Miyamoto N(1), Yoshida M(2), Takashima M(1), Matsumoto D(1), Kawakita N(1), Tsuboi M(1), Takizawa H(1), Kondo K(1), Ishikura H(3), Tangoku A(1).
Author information:
(1)Department of Thoracic, Endocrine Surgery and Oncology, Institute of Biomedical Sciences, Tokushima University Graduate School, 3-18-15, Kuramoto-cho, Tokushima, 770-8503, Japan.

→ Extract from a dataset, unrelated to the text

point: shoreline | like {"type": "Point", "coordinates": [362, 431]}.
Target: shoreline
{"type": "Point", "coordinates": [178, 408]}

(2)Department of Thoracic, Endocrine Surgery and Oncology, Institute of Biomedical Sciences, Tokushima University Graduate School, 3-18-15, Kuramoto-cho, Tokushima, 770-8503, Japan. [Email]
(3)Department of Surgery, Tokushima Red Cross Hospital, 103 Irinokuchi, Komatsushima-cho, Komatsushima, Tokushima Prefecture, 773-8502, Japan.

Abstract

Disruption in the flow of blood vessels is of great concern during thoracic surgery. Preoperative 3-dimensional computed tomography facilitates visualization of the exact location and course of blood vessels. The right posterior upper lobe segmental vein, known as the right top pulmonary vein (RTPV), is an anomalous vein beginning at the right upper lobe and running through the posterior surface of the intermediate bronchus. We clinically investigated 31 patients with RTPV who underwent lobectomy or total resection of the right lung in our hospital or related institutions. We classified the final destination of RTPV into four types. The RTPV flowed into the left atrium in 35.5% of cases, superior pulmonary vein in 9.7%, inferior pulmonary vein in 41.9%, and independently into V6 in 12.9%. An RTPV with a diameter ≥ 5 mm was considered a main drainage vein in S2. We should pay attention to the RTPV during right lung lobectomy.